Iranian troops march at a military parade marking 39th anniversary of outset of Iran-Iraq war, in front of the shrine of the late revolutionary founder Ayatollah Khomeini, just outside Tehran, Iran, Sunday, Sept. 22, 2019.

Washington’s Iraqi invasion in 2003 brought Shi’a political parties to power in Iraq, and resulted in a prolonged anti-American insurgency composed mostly of Sunni militants; some Shi’a militia, several with ties to Tehran, also harassed American forces. A region-wide Iranian-Saudi rivalry also ensued.

Arguably, Iraq would not exist as a separate country today without Iran's involvement in the anti-ISIS fight during the Obama administration.
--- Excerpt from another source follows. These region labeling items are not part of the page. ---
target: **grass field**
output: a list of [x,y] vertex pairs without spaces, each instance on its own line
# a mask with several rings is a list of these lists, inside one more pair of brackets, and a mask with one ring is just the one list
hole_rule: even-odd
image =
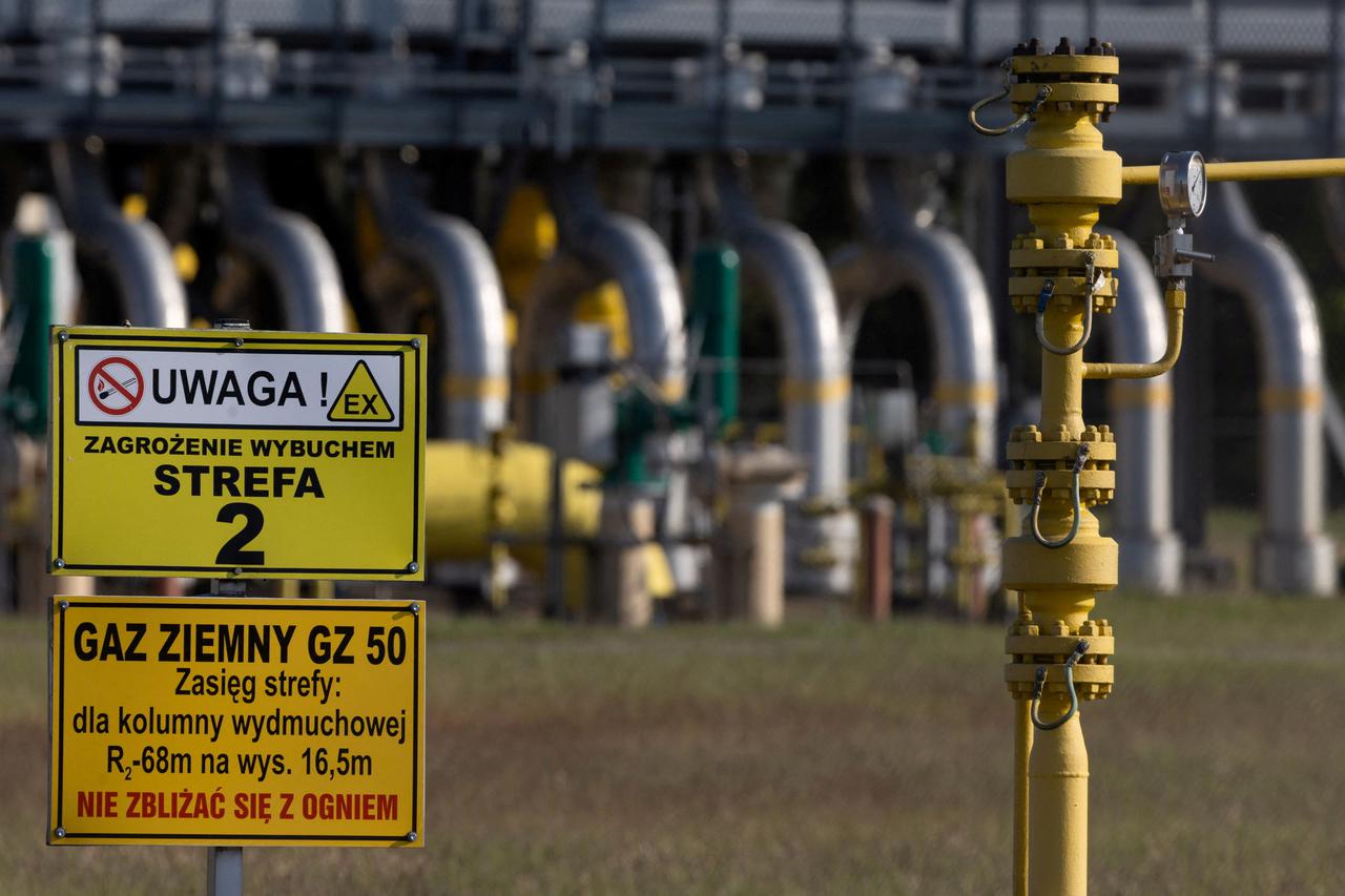
[[[1093,893],[1345,892],[1345,603],[1106,599]],[[999,627],[430,628],[428,845],[249,849],[252,893],[1001,893]],[[43,845],[46,644],[0,620],[0,892],[202,892],[203,849]]]

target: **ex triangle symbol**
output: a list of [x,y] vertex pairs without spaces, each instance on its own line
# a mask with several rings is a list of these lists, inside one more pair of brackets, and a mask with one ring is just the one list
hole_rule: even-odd
[[369,365],[363,361],[355,363],[355,369],[346,378],[346,385],[336,393],[332,409],[327,412],[327,420],[351,422],[391,422],[393,409],[383,398],[383,390],[378,387],[378,381],[370,373]]

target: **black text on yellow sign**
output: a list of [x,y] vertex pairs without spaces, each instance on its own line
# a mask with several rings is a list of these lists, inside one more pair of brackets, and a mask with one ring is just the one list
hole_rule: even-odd
[[47,842],[422,846],[412,601],[56,597]]
[[52,570],[422,580],[421,346],[54,328]]

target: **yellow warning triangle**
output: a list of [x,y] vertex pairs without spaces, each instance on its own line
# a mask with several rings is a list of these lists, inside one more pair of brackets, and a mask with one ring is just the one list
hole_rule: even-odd
[[383,398],[383,390],[378,387],[378,381],[370,373],[369,365],[363,361],[355,363],[355,369],[346,378],[346,385],[336,393],[332,409],[327,412],[328,420],[347,420],[355,422],[391,422],[393,409]]

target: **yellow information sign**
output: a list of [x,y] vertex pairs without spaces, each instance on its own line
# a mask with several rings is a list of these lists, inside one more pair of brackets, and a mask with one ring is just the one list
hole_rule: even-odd
[[424,580],[421,346],[54,328],[52,572]]
[[422,846],[424,613],[55,597],[47,842]]

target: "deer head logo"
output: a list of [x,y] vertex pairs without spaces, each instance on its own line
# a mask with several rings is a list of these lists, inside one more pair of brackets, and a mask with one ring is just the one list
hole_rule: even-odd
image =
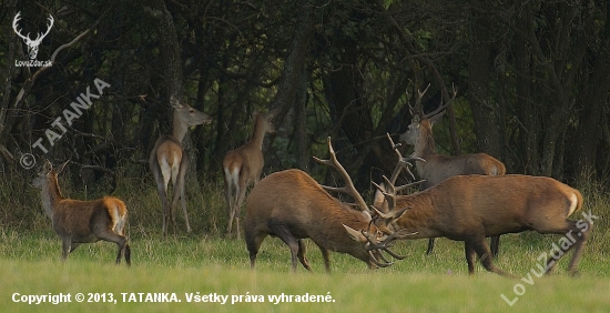
[[18,29],[18,24],[17,24],[19,22],[19,20],[21,20],[21,12],[17,13],[17,16],[14,16],[14,19],[12,20],[12,29],[14,30],[17,36],[19,36],[23,39],[23,41],[28,46],[28,54],[30,54],[30,59],[34,60],[35,57],[38,55],[38,47],[42,42],[42,39],[44,39],[44,37],[47,37],[47,34],[49,34],[49,31],[51,31],[51,28],[53,27],[53,22],[54,22],[53,17],[49,16],[49,24],[47,24],[47,32],[44,32],[44,33],[39,32],[34,40],[30,39],[30,33],[29,32],[28,32],[27,36],[21,34],[21,30]]

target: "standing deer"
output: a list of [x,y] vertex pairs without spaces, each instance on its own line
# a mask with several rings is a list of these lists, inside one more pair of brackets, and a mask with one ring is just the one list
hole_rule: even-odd
[[[393,253],[388,245],[378,248],[378,241],[386,236],[372,225],[368,208],[338,163],[331,139],[328,149],[331,160],[316,161],[337,169],[347,184],[345,188],[322,186],[301,170],[285,170],[261,180],[247,196],[244,230],[252,269],[267,235],[277,236],[289,246],[293,271],[296,271],[297,259],[307,271],[312,270],[305,256],[303,239],[306,238],[322,251],[327,272],[331,271],[328,251],[347,253],[367,263],[369,269],[392,264],[383,251],[396,259],[404,258]],[[323,188],[347,192],[363,211],[342,203]]]
[[591,221],[568,219],[582,208],[580,192],[550,178],[457,175],[411,195],[396,195],[397,189],[390,181],[386,183],[389,191],[383,186],[379,190],[389,209],[387,213],[376,209],[377,229],[385,234],[410,232],[392,240],[445,236],[464,241],[469,274],[474,274],[478,256],[487,271],[512,276],[494,265],[485,238],[527,230],[565,235],[560,255],[551,253],[545,271],[550,272],[565,253],[576,248],[568,266],[570,273],[576,273],[592,228]]
[[[175,210],[179,199],[181,200],[182,211],[184,211],[186,232],[191,232],[189,214],[186,213],[184,186],[186,169],[189,168],[189,155],[182,148],[182,140],[186,135],[186,131],[190,127],[212,122],[212,118],[207,114],[193,109],[189,104],[180,103],[173,95],[170,98],[170,104],[174,108],[173,132],[172,134],[162,135],[156,140],[149,159],[151,171],[156,182],[156,190],[161,198],[161,205],[163,208],[163,236],[167,235],[170,220],[175,235]],[[167,199],[170,180],[173,185],[171,205]]]
[[228,215],[227,235],[232,235],[233,221],[237,239],[241,238],[240,211],[246,189],[261,180],[265,158],[263,155],[263,140],[266,133],[273,133],[272,120],[279,109],[262,114],[254,112],[254,132],[252,139],[244,145],[226,153],[223,160],[224,196]]
[[119,246],[116,264],[124,254],[131,265],[131,249],[125,236],[128,209],[125,203],[114,196],[104,196],[93,201],[80,201],[63,198],[58,183],[58,175],[68,162],[58,171],[51,162],[45,161],[42,171],[32,184],[40,188],[42,206],[53,223],[53,230],[62,241],[62,260],[68,259],[81,243],[104,240]]
[[[417,91],[418,97],[415,104],[417,112],[414,114],[413,122],[408,125],[407,131],[400,135],[400,141],[414,145],[415,155],[426,160],[425,162],[415,162],[419,178],[425,180],[420,184],[421,190],[431,188],[455,175],[504,175],[506,173],[505,164],[486,153],[462,154],[458,156],[447,156],[436,153],[433,125],[443,117],[445,109],[454,101],[456,90],[454,89],[454,95],[449,102],[440,105],[434,112],[424,114],[421,110],[421,97],[428,88],[429,85],[424,92]],[[434,241],[434,238],[429,239],[426,254],[433,252]],[[492,236],[491,252],[494,256],[498,255],[499,244],[500,238]]]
Additionally, given Saddam Hussein's overthrow by the U.S., it is not surprising that Iran, fearing “regime change” efforts, began in 2005 to develop its own nuclear weapon research, alarming a number of countries. 
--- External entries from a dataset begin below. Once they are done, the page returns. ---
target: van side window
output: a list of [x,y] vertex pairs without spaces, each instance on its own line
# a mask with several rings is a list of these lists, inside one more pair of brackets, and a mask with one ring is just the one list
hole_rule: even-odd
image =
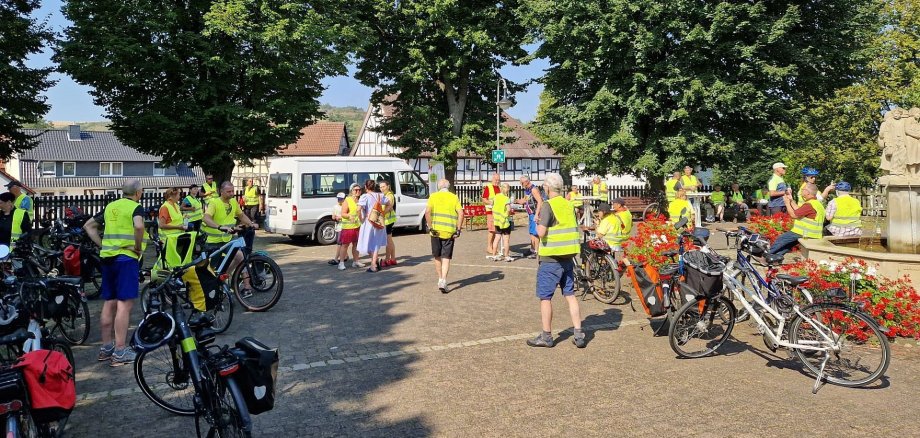
[[291,197],[291,174],[290,173],[273,173],[268,177],[268,197],[269,198],[290,198]]
[[428,199],[428,183],[418,172],[399,172],[399,190],[403,196]]
[[304,173],[300,175],[301,198],[333,198],[336,193],[348,193],[344,173]]

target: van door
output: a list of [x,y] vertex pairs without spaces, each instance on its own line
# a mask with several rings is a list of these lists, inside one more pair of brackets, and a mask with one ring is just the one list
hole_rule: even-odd
[[292,182],[293,175],[290,173],[273,173],[268,177],[265,230],[270,233],[291,234],[295,205],[291,197]]
[[417,227],[428,205],[428,183],[418,172],[399,171],[396,193],[396,226]]

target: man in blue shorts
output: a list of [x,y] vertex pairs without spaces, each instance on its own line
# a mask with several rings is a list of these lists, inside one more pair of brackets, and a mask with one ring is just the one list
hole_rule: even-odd
[[540,267],[537,268],[537,298],[540,299],[540,321],[543,331],[527,340],[531,347],[552,347],[553,294],[556,287],[569,305],[575,334],[572,343],[585,348],[587,340],[581,330],[581,311],[575,298],[575,255],[580,250],[578,221],[572,203],[563,196],[562,177],[558,173],[546,175],[543,187],[549,200],[540,209],[537,234],[540,237]]
[[540,246],[540,238],[537,236],[537,221],[540,216],[540,209],[543,207],[543,194],[540,188],[530,182],[530,178],[521,177],[521,187],[524,188],[524,197],[515,201],[517,204],[524,206],[527,211],[527,226],[530,233],[530,254],[527,258],[537,258],[537,248]]
[[[134,363],[134,350],[127,345],[129,318],[138,296],[140,257],[144,252],[144,208],[138,204],[141,183],[130,180],[121,188],[122,198],[86,221],[86,234],[101,248],[102,348],[99,360],[117,367]],[[104,238],[99,237],[103,227]],[[113,341],[114,334],[114,341]]]

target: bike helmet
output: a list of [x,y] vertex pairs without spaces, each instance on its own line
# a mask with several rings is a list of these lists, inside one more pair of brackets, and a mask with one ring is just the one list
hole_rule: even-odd
[[141,351],[153,350],[169,340],[176,331],[176,321],[165,312],[153,312],[144,317],[134,330],[134,348]]
[[802,176],[818,176],[818,169],[814,167],[806,167],[802,169]]

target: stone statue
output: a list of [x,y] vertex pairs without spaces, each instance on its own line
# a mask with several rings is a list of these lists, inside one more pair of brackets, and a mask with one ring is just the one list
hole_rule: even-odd
[[879,183],[916,180],[920,177],[920,108],[895,108],[885,113],[879,129],[882,149]]

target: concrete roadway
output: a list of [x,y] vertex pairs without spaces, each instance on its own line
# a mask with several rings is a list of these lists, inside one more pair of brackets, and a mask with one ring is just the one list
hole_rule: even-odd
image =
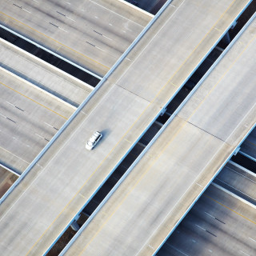
[[0,66],[78,106],[93,87],[0,38]]
[[255,25],[254,19],[65,255],[156,253],[256,122]]
[[256,162],[256,128],[253,130],[241,145],[240,153],[245,154]]
[[1,0],[0,22],[103,76],[152,16],[109,0]]
[[0,164],[0,198],[18,178]]
[[230,161],[214,181],[256,206],[256,174]]
[[256,208],[210,185],[157,256],[256,254]]
[[[1,253],[48,250],[249,2],[168,6],[1,205]],[[97,130],[103,138],[87,151]]]
[[21,174],[74,111],[0,67],[0,162]]

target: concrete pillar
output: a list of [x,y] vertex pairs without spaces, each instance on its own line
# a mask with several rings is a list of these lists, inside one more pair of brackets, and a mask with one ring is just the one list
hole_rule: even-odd
[[230,33],[229,33],[229,31],[227,31],[227,32],[225,34],[222,40],[223,40],[224,42],[226,43],[227,45],[230,43],[231,40],[230,40]]
[[70,226],[71,226],[72,230],[74,231],[78,231],[78,230],[80,229],[80,226],[76,221],[74,221],[72,222],[72,224],[70,225]]

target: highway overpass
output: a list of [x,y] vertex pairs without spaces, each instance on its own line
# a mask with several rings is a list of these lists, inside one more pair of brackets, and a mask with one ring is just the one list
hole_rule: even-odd
[[[0,251],[46,252],[250,2],[167,4],[2,203]],[[103,138],[86,151],[85,143],[95,130]]]
[[248,24],[62,255],[157,253],[255,126],[256,20]]
[[2,0],[1,6],[1,25],[99,77],[153,17],[117,0]]
[[253,256],[256,254],[254,212],[255,206],[210,185],[157,256]]

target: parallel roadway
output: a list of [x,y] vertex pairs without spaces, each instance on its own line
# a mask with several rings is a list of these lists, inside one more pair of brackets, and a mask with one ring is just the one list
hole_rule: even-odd
[[255,255],[255,210],[210,185],[157,255]]
[[[250,2],[174,0],[168,5],[2,203],[1,253],[38,255],[49,250]],[[94,150],[87,151],[85,143],[95,130],[102,131],[103,138]],[[166,138],[169,134],[161,140],[161,148]],[[135,238],[128,237],[127,242]],[[106,239],[102,244],[107,244]],[[99,247],[105,248],[102,244]]]
[[103,76],[152,16],[113,0],[1,0],[0,23]]
[[[65,255],[158,251],[255,126],[255,26],[256,19],[84,225]],[[249,229],[252,223],[247,225]],[[255,246],[250,248],[254,255]]]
Although responses ranging from preemptive military strikes to diplomatic sanctions or negotiations were considered, Washington finally concluded a six-country agreement, including NATO partners, Russia and Iran, to suspend Tehran’s weapons grade uranium processing for at least 10 years in return for an easing of economic and commercial sanctions, including a return of funds impounded in 1979.

An Iraqi soldier stands guard as smoke rises from a fire set by pro-Iranian militiamen and their supporters in the U.S. embassy compound, Baghdad, Iraq, Wednesday, Jan. 1, 2020.
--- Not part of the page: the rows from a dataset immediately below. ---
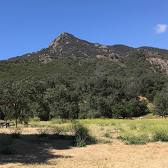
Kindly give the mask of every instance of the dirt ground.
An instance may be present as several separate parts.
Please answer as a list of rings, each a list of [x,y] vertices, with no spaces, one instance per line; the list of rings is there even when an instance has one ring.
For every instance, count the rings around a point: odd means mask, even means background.
[[[168,143],[125,145],[114,141],[83,148],[51,148],[49,152],[53,157],[45,163],[26,164],[18,160],[1,163],[0,168],[168,168]]]

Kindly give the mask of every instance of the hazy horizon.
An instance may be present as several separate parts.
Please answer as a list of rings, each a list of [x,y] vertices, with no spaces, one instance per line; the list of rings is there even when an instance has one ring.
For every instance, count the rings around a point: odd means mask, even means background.
[[[168,49],[166,0],[2,0],[0,59],[46,48],[61,32],[93,43]]]

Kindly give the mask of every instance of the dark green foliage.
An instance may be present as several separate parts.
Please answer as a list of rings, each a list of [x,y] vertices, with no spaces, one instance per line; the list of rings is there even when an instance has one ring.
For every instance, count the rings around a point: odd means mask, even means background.
[[[90,136],[89,130],[80,123],[75,123],[73,130],[75,134],[75,146],[83,147],[89,143],[95,142],[95,139]]]
[[[10,155],[14,153],[14,141],[11,137],[1,135],[0,138],[0,154]]]
[[[129,135],[125,134],[119,137],[119,139],[123,140],[128,145],[142,145],[149,142],[149,137],[147,135]]]
[[[154,102],[155,114],[166,117],[168,115],[168,87],[155,96]]]
[[[154,141],[168,142],[168,131],[167,130],[157,130],[153,135]]]

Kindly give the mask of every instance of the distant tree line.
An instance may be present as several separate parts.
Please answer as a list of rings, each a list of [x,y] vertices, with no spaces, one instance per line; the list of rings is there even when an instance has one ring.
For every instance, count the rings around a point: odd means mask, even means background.
[[[92,77],[80,81],[68,78],[1,81],[0,116],[28,123],[30,117],[52,118],[132,118],[149,112],[139,95],[154,100],[155,114],[168,115],[168,89],[160,78],[126,79]]]

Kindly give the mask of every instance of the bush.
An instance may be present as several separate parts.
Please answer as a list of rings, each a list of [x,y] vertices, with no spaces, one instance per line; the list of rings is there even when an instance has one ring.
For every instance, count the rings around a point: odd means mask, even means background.
[[[139,117],[149,113],[145,102],[137,99],[131,99],[122,104],[116,104],[112,107],[113,118],[131,118]]]
[[[146,144],[149,142],[149,137],[145,134],[143,135],[130,135],[130,134],[124,134],[119,137],[119,139],[122,139],[126,144]]]
[[[154,104],[156,107],[155,114],[162,117],[166,117],[168,115],[168,88],[163,89],[155,96]]]
[[[12,136],[12,138],[21,138],[21,132],[22,132],[22,130],[19,129],[19,128],[12,129],[11,130],[11,136]]]
[[[49,130],[48,130],[48,128],[40,128],[40,129],[38,129],[38,133],[39,133],[38,134],[39,137],[47,137]]]
[[[89,135],[89,131],[86,127],[79,123],[75,123],[73,126],[75,134],[75,146],[83,147],[88,143],[95,142],[94,138]]]
[[[10,137],[2,136],[0,138],[0,154],[10,155],[14,153],[14,141]]]
[[[64,131],[64,129],[61,127],[54,127],[51,130],[53,135],[60,135],[63,131]]]
[[[154,141],[168,142],[168,132],[166,130],[157,130],[153,134]]]

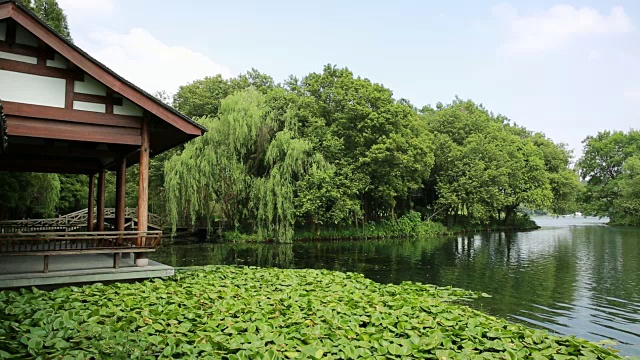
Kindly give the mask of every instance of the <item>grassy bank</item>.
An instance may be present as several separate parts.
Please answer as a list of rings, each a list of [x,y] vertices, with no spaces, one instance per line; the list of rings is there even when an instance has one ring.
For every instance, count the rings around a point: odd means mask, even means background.
[[[473,296],[358,274],[227,266],[136,284],[5,291],[0,358],[618,358],[460,304]]]
[[[465,223],[447,227],[436,221],[422,220],[417,212],[410,212],[395,220],[383,220],[380,223],[369,222],[362,227],[343,226],[340,228],[320,228],[318,231],[298,229],[293,239],[304,240],[364,240],[390,239],[407,237],[433,237],[439,235],[467,234],[483,231],[522,231],[539,227],[526,214],[517,214],[509,224],[495,221],[488,224]],[[225,241],[261,242],[269,239],[260,238],[257,234],[243,234],[230,231],[224,234]]]

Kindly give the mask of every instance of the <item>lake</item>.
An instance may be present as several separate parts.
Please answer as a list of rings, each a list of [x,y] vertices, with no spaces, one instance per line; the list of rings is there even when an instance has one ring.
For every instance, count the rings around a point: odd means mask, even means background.
[[[255,265],[353,271],[490,294],[472,306],[563,335],[610,339],[640,356],[640,229],[596,218],[535,218],[528,232],[279,244],[166,243],[173,266]]]

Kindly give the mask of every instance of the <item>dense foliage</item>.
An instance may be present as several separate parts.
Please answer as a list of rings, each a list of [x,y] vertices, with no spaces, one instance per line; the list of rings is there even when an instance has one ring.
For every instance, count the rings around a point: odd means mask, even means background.
[[[58,5],[57,0],[18,0],[22,5],[33,11],[36,16],[47,23],[63,38],[72,41],[67,15]]]
[[[603,131],[584,140],[578,162],[586,212],[640,226],[640,131]]]
[[[0,358],[619,358],[457,304],[473,296],[359,274],[225,266],[0,292]]]
[[[410,213],[517,228],[520,206],[576,206],[563,144],[470,100],[418,111],[348,69],[278,85],[256,70],[206,78],[181,87],[174,105],[210,128],[165,169],[174,225],[217,221],[289,241],[295,228],[366,235]]]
One of the Trump administration’s first acts, however, was to withdraw from the agreement, blaming President Barack Obama for this “bad deal.” The other parties resolved to remain in the pact, until Tehran suspended all participation when a U.S. drone killed Iranian General Qassem Soleimani, whose forces had attacked some U.S. outposts, in early January 2020.   

The up-and-down U.S.-Iranian relationship, at times teetering on the brink of war, is highly complicated and fraught with historical memories; it cannot be characterized simply as black and white/good and evil. Recent developments indicate that with the crackdown on Iran and its militias, as well as Washington’s blow to Kurdish forces in Syria with the green light to Turkish occupation of their zones, the U.S. has essentially weakened the two most effective anti-ISIS forces, while stirring up massive anti-American popular responses in Iran, Iraq and Yemen.  

Frederic S. Pearson, is a professor of political science and the director of the Center for Peace and Conflict Studies at Wayne State University.